The short sellers’ report raises many questions with us. First and foremost, why was the report anonymous? Maybe for good reason. According to Forbes and the Wall Street Journal, the last major short seller of a publicly traded company in the real estate industry Barry Minkow is currently serving a 10-year term in a federal prison in Lexington, Ky. As a teenager, Minkow began a carpet cleaning company, ZZZZ Best carpet cleaning. He took the company public at age 20, and for a brief moment Minkow was worth $100 million on paper. The company, which turned out to be a giant ponzi scheme, collapsed in 1987. The young Minkow was slapped with 57 felonies and a 25-year prison sentence. Upon parole from prison for good behavior, Minkow became an evangelical pastor for San Diego Community Bible Church, from which he bilked over $3 million. During the time he was bilking the church, Minkow was also busy causing the stock of Miami-based Lennar Corp (NYSE:LEN) to plunge by $583 million within just two days in a “short-and-distort” stock fraud scheme to help a paying client extort money from the company. Minkow received 5 years for bilking the church and 5 years for the stock fraud scheme.
A Minkow-styled “short-and-distort” scheme is at play here with this band of short sellers of United Development. The report is rife with conjecture and innuendo, most of which we were able to debunk with our research. Our research report can be viewed in full at our website (www.streetwatchdog.com/research-reports).

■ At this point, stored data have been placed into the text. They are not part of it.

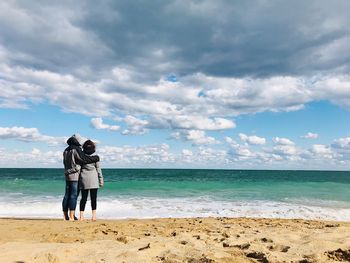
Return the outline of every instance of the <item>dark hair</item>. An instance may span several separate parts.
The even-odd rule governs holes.
[[[96,145],[93,141],[87,140],[83,144],[83,150],[84,150],[84,153],[86,154],[93,154],[96,150]]]

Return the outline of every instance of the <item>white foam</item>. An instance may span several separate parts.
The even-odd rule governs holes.
[[[61,197],[0,199],[0,217],[62,216]],[[220,201],[199,198],[100,198],[98,215],[105,219],[161,217],[261,217],[350,221],[350,207],[338,202]],[[78,207],[77,207],[78,209]],[[87,213],[90,212],[89,202]]]

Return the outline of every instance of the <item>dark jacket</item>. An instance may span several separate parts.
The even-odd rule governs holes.
[[[100,161],[97,155],[86,155],[78,140],[72,136],[67,140],[68,147],[63,152],[64,174],[67,181],[78,181],[81,166]]]

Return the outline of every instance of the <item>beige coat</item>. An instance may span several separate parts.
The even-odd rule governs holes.
[[[100,163],[90,163],[81,166],[79,189],[94,189],[103,186],[103,176]]]

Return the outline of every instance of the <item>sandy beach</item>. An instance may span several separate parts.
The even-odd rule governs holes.
[[[350,223],[253,218],[0,219],[0,262],[350,261]]]

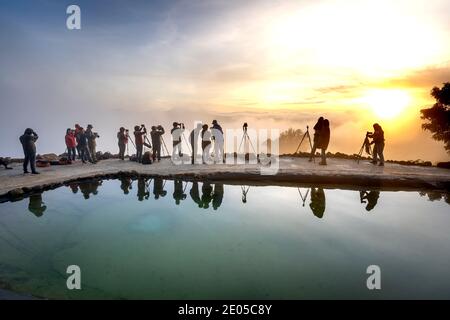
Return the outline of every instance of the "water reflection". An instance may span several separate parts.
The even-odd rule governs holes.
[[[30,196],[28,210],[36,217],[41,217],[44,214],[45,210],[47,210],[47,206],[42,201],[42,193]]]
[[[311,203],[309,204],[312,213],[319,219],[325,213],[325,192],[323,188],[311,188]]]
[[[361,203],[365,203],[366,205],[366,210],[370,211],[373,208],[375,208],[375,206],[378,203],[378,198],[380,197],[380,191],[376,191],[376,190],[372,190],[372,191],[366,191],[366,190],[361,190],[359,192],[359,199],[361,201]]]
[[[128,195],[133,190],[133,183],[137,184],[136,197],[138,201],[146,201],[151,199],[151,193],[154,195],[154,199],[158,200],[160,197],[167,195],[165,190],[166,182],[163,178],[144,178],[139,177],[137,179],[121,177],[120,189],[125,195]],[[190,185],[190,186],[189,186]],[[72,193],[78,194],[80,192],[84,199],[88,200],[92,196],[96,196],[99,193],[99,188],[102,186],[101,180],[90,180],[80,183],[71,183],[68,187]],[[151,187],[153,190],[151,191]],[[187,198],[187,190],[189,188],[189,196],[198,208],[218,210],[224,201],[225,186],[223,183],[205,182],[186,182],[183,180],[173,180],[173,199],[178,206],[182,204]],[[232,188],[232,187],[230,187]],[[241,188],[241,200],[242,203],[247,203],[248,192],[250,186],[240,186]],[[298,195],[300,197],[301,206],[305,207],[309,200],[309,208],[311,213],[322,219],[326,212],[326,190],[321,186],[313,186],[310,188],[297,188]],[[280,189],[280,192],[281,189]],[[359,200],[361,204],[365,205],[366,211],[372,211],[378,204],[381,196],[379,190],[360,190]],[[450,204],[450,196],[448,193],[442,193],[437,191],[423,191],[419,192],[422,197],[428,197],[430,201],[444,201]],[[47,209],[47,205],[43,202],[42,194],[33,194],[29,197],[28,210],[37,217],[41,217]]]

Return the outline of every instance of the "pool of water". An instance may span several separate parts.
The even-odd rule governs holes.
[[[0,288],[45,298],[450,298],[450,197],[162,179],[0,204]],[[81,290],[68,290],[69,265]],[[380,268],[369,290],[367,267]]]

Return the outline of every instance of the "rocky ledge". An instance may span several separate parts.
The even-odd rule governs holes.
[[[305,158],[282,157],[267,166],[260,164],[174,165],[170,159],[151,165],[117,159],[97,164],[57,165],[40,168],[40,175],[24,175],[19,163],[13,170],[0,169],[0,201],[21,199],[27,194],[54,189],[77,180],[114,179],[121,176],[148,176],[167,179],[222,181],[242,185],[322,185],[345,189],[383,190],[439,190],[450,191],[450,171],[436,167],[413,167],[387,163],[374,166],[368,161],[329,159],[327,166],[319,166]]]

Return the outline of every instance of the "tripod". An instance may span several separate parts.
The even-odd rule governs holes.
[[[241,140],[241,143],[239,144],[238,153],[241,151],[242,143],[244,143],[244,141],[247,141],[247,140],[248,140],[250,146],[252,147],[253,152],[254,152],[255,155],[256,155],[255,147],[253,146],[252,140],[250,139],[250,136],[249,136],[248,133],[247,133],[247,127],[244,127],[244,134],[242,135],[242,140]],[[245,149],[245,148],[244,148],[244,149]],[[244,150],[244,151],[245,151],[245,150]]]
[[[361,149],[359,149],[358,152],[358,157],[356,158],[356,163],[359,163],[359,160],[361,160],[362,154],[364,149],[366,150],[366,152],[371,155],[372,154],[372,148],[370,147],[370,141],[369,141],[369,134],[366,133],[366,137],[364,138],[364,142],[361,146]]]
[[[127,138],[128,140],[131,141],[131,143],[133,144],[133,147],[137,150],[136,145],[134,144],[133,139],[131,139],[130,135],[127,133]],[[128,153],[128,143],[127,143],[127,155],[129,156],[130,154]]]
[[[303,135],[302,140],[300,140],[300,143],[298,144],[298,147],[297,147],[297,149],[295,150],[294,154],[296,154],[296,153],[300,150],[300,147],[302,146],[303,140],[305,140],[306,137],[308,137],[308,140],[309,140],[309,146],[311,147],[311,152],[312,152],[313,146],[312,146],[312,142],[311,142],[311,136],[309,135],[309,126],[306,126],[306,132],[305,132],[305,134]],[[316,162],[316,157],[315,157],[315,155],[313,155],[313,160],[314,160],[314,162]]]
[[[164,148],[162,148],[163,153],[164,153],[164,150],[165,150],[166,153],[167,153],[167,156],[170,157],[169,149],[167,149],[166,142],[164,141],[164,138],[162,136],[161,136],[161,142],[162,142],[162,145],[164,147]],[[163,156],[164,156],[164,154],[163,154]]]

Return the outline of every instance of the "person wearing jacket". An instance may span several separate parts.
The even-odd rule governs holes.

The report ends by stating: During the course of our review, we noticed that appropriate disclosures were made public and were timely filed with the SEC, the company made every effort to comply with the SEC’s guidelines, financial statements for prior years were restated as necessary, and the CPA firm stands by the company’s most 2 recent fiscal years audits as well as the year to date financial situation of United Development. We therefore conclude that this consortium of anonymous short sellers in this particular case have taken a molehill and turned it into a mountain for the sole specific purpose of driving the company’s stock down to collect a tidy profit. Should their real identities come to light, they may be the ones on the opposite end of the law’s wrath.